In the study, researchers note that the Super Bowl in 1980 was a particularly emotional event for participants. In the game, the Steelers and the LA Rams kept vying for the lead. As each team grabbed the lead for a transient moment, emotions would run high for fans. Fans would travel through rapid cycles of euphoria, frustration, anger and joy. May sound familiar if your recall the recent roller coaster experience during the battle between the Baltimore Ravens and Denver Broncos divisional playoff game on Saturday, Jan. 12, 2013, won by the Ravens in overtime.

It's all about the brain-heart connection. In 1984, things were different for LA. Emotions were much lower during this game, for a variety of reasons. Unlike the LA Rams in 1980, the LA Raiders in 1984 were newcomers to the city. Many fans didn't have the same emotional connection with the LA Raiders as they had with the LA Rams. In addition, the game was held thousands of miles away in Florida. While LA residents could watch the game on their television, there wasn't the same visceral connection that one may feel in a home game.
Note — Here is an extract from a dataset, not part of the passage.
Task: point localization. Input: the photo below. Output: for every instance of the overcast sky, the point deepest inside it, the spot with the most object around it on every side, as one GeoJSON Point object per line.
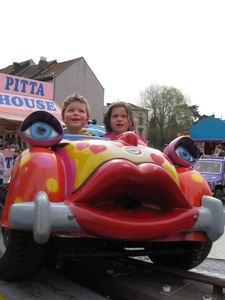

This phenomenon isn't limited to football, however. A 2008 study in the New England Journal of Medicine showed that heart attacks among German men spiked during the 2006 soccer World Cup when the German team was on the field.

So this Sunday when you are cheering for your favorite team, remember that while a Super Bowl victory is a fantastic event, it's important to stay cool!. Breathe. Pause. Be mindful if you take the game to heart. Remember that maintaining good health is a victory in itself.